We are upgrading to a hybrid system where we use full OCR to scan narratives as well as dates and numbers. The accounts clerk then goes through the narratives to check them. If a narrative needs changing, the clerk can run a tidy up routine which does this. As an example, a narrative which reads “DD Acme Trading Co” is tidied to read just “Acme Trading Co”. A narrative with weird characters is just deleted on the assumption that something has gone wrong with the OCR system. All narratives below the active line are processed at once by the routine.
When the clerk comes to a blank line, the NP routine is run to fill it in along with all other blank lines below the active line. If any narrative is then wrong it will need to be overtyped. The clerk has autocomplete to help out, and can also reprogram the function keys F1 .. F10 to produce key narratives.

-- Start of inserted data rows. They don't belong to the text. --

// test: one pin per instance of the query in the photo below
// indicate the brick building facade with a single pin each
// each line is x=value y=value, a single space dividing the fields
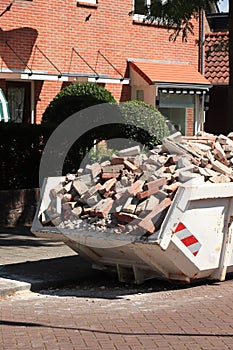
x=46 y=45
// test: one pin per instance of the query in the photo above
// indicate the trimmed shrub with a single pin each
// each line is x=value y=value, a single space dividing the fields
x=148 y=127
x=74 y=98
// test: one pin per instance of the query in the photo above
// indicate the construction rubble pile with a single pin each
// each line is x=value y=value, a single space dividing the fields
x=132 y=191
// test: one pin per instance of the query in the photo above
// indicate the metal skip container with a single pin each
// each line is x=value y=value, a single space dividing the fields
x=194 y=241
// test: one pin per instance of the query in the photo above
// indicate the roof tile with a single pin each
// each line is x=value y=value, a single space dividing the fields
x=177 y=73
x=217 y=59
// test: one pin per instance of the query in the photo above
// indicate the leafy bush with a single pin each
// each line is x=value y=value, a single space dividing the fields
x=74 y=98
x=148 y=126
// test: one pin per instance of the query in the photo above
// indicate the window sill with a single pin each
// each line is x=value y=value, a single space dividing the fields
x=87 y=4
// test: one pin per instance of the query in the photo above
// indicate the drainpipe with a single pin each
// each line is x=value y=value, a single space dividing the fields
x=201 y=65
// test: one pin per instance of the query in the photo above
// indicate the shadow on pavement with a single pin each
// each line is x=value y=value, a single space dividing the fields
x=82 y=329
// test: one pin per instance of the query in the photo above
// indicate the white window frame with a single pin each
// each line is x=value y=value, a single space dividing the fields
x=91 y=2
x=138 y=17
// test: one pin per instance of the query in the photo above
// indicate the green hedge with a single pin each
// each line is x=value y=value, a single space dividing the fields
x=149 y=125
x=75 y=98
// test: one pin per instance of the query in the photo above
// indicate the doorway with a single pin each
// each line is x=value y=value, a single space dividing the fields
x=18 y=95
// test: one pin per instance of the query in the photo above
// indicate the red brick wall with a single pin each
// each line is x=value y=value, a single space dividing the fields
x=189 y=121
x=58 y=26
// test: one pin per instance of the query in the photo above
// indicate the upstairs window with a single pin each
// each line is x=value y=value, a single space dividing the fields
x=142 y=7
x=87 y=2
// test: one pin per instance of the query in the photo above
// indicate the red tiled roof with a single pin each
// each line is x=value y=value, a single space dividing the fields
x=217 y=59
x=173 y=73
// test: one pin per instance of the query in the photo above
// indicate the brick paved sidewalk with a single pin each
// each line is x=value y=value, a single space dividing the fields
x=31 y=263
x=196 y=318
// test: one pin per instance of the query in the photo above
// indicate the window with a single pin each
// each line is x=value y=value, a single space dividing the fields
x=19 y=101
x=86 y=2
x=142 y=6
x=140 y=95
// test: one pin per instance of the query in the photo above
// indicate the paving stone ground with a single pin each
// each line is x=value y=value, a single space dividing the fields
x=100 y=318
x=94 y=311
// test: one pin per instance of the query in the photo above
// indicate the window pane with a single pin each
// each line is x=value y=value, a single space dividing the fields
x=139 y=7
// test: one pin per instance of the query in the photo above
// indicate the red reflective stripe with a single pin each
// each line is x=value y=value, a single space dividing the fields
x=189 y=240
x=180 y=227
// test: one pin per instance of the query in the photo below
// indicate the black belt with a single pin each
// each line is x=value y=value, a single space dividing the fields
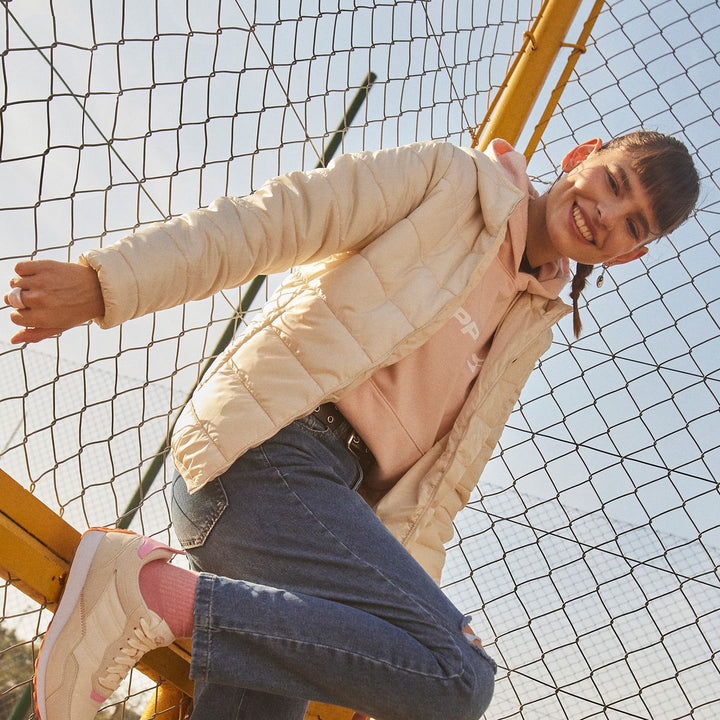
x=338 y=424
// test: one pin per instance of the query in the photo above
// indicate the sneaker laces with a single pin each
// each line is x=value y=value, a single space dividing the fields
x=140 y=642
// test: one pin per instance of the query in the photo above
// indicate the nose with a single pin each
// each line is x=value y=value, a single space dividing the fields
x=611 y=211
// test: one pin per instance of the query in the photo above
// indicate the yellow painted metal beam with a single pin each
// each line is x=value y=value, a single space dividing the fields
x=509 y=111
x=577 y=50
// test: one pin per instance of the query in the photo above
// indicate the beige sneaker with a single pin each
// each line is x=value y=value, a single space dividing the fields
x=102 y=625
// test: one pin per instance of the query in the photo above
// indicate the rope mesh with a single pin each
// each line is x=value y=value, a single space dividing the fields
x=588 y=555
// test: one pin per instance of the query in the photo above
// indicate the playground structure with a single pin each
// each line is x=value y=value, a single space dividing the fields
x=590 y=552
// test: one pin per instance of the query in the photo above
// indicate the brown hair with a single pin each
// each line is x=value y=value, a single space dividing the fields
x=666 y=171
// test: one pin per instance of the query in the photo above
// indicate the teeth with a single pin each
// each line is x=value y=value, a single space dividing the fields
x=581 y=226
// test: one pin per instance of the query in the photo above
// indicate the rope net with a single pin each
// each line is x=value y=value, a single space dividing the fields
x=588 y=555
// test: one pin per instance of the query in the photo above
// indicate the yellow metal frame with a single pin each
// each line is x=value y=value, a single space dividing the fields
x=510 y=109
x=37 y=546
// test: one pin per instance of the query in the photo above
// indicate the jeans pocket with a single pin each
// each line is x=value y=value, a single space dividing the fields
x=194 y=516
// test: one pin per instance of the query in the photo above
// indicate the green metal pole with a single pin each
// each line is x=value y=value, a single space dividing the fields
x=22 y=706
x=248 y=298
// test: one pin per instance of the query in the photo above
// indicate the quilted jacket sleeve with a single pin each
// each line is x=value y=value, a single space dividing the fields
x=291 y=220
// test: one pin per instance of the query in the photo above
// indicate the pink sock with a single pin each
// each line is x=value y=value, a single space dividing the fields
x=169 y=591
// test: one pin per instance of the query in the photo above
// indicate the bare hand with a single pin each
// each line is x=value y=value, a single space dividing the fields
x=56 y=296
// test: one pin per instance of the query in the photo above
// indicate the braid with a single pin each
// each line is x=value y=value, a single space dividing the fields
x=578 y=285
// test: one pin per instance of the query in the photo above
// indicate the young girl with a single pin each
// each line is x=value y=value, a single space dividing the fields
x=326 y=453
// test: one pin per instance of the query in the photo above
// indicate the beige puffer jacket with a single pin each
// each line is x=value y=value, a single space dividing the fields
x=387 y=245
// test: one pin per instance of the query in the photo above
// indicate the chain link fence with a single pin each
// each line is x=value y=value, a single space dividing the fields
x=589 y=553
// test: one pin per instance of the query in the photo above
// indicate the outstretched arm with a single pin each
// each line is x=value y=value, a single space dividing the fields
x=56 y=296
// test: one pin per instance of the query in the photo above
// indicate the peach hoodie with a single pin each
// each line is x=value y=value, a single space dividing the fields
x=403 y=409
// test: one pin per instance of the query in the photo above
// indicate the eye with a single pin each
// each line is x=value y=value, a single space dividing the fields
x=613 y=182
x=633 y=230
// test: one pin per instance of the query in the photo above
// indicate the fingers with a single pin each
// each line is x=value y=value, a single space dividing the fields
x=14 y=298
x=31 y=335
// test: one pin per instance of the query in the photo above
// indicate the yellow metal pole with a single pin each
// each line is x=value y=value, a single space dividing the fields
x=577 y=51
x=511 y=108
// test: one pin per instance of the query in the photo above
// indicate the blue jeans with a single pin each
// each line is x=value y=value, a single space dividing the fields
x=304 y=594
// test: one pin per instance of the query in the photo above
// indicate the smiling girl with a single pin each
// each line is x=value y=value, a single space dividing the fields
x=326 y=453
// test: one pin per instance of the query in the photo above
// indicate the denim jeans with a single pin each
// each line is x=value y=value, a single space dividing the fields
x=304 y=594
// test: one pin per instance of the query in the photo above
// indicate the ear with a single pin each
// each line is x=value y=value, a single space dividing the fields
x=580 y=153
x=628 y=256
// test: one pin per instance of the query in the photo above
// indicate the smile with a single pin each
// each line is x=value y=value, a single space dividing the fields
x=581 y=225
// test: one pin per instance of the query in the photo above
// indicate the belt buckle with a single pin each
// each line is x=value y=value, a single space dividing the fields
x=353 y=444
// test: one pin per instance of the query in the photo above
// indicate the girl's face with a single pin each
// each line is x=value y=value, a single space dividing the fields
x=597 y=211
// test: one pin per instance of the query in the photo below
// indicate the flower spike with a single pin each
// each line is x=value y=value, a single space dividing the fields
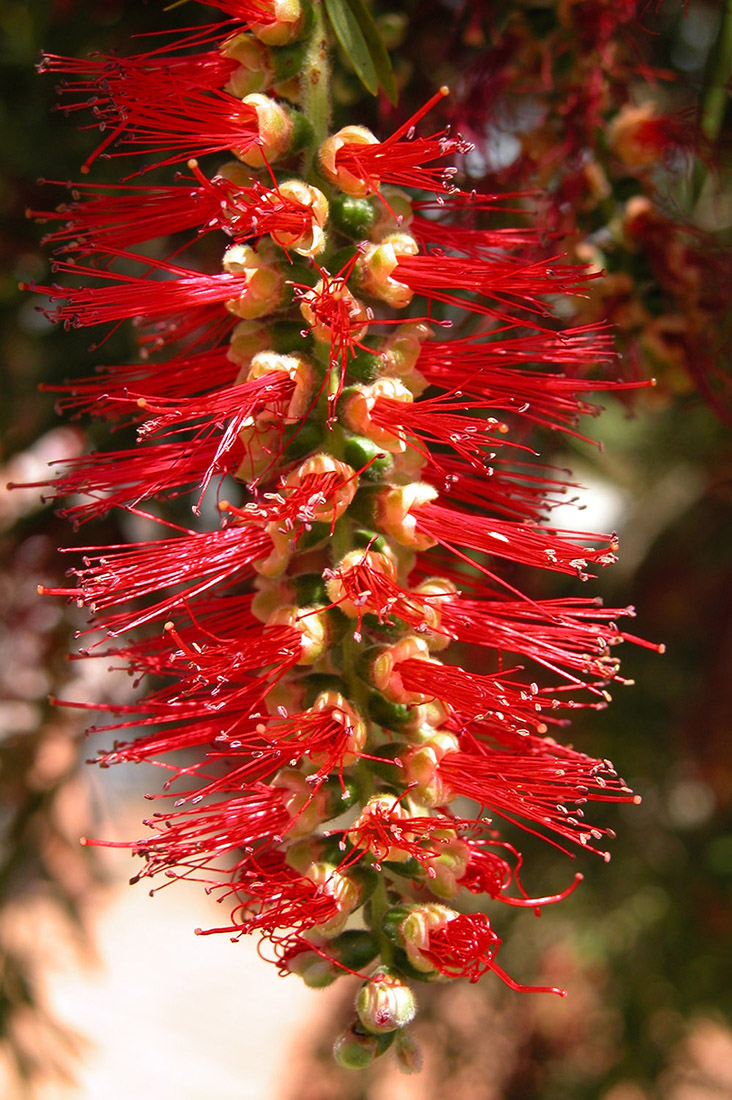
x=345 y=397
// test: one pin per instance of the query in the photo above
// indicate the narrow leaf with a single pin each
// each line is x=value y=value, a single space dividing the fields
x=351 y=39
x=382 y=62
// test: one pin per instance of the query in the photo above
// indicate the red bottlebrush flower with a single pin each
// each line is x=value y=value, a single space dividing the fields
x=466 y=947
x=186 y=843
x=113 y=575
x=354 y=161
x=134 y=475
x=532 y=546
x=107 y=394
x=107 y=218
x=131 y=296
x=546 y=792
x=489 y=872
x=513 y=285
x=286 y=662
x=455 y=945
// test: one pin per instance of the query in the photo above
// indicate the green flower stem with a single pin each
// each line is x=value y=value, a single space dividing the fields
x=379 y=909
x=315 y=87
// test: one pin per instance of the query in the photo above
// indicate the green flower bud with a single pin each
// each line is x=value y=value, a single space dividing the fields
x=354 y=1049
x=385 y=1002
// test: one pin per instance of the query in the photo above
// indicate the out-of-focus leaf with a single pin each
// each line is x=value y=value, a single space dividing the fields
x=350 y=36
x=382 y=62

The NP and tidy up routines may both need to be run more than once, and can be run in any order. Most narratives will have been scanned correctly by OCR, and this is just a matter of making adjustments. Cheque book stubs will need to be typed in separately, but these are becoming rare.
It should be remembered that the NP routine is also useful to deal with handwritten records that happen to resemble bank statements. We enter by the column all the numbers, all the dates, a few narratives, run NP, and then overtype to make any corrections. In our opinion, it would be foolish to develop an OCR system and overlook NP.
In statistical terms, dates have low entropy which is amenable to inventing things to process them. Numbers have high entropy so we need direct scanning by OCR. Narratives have variable entropy for which a hybrid OCR/NP system is appropriate. If the client has ticked and written all over the bank statements, our system will go on working, albeit a bit more slowly, and will not push us over any metaphorical cliff edge.
If lots of numbers are scanned wrongly due to the presence of extraneous ticks and annotations, then the computer-assisted blink comparator will sort it out. If lots of narratives are scanned wrongly, then they will be deleted and NP will be used to fill in the gaps in the first round, and the clerk can check and overtype in the second round. If lots of dates are scanned wrongly, they will be deleted and simple interpolation will be used to replace them. If the bank statements are of poor quality, then the job may take longer, but not longer out of all proportion. This is called graceful degradation.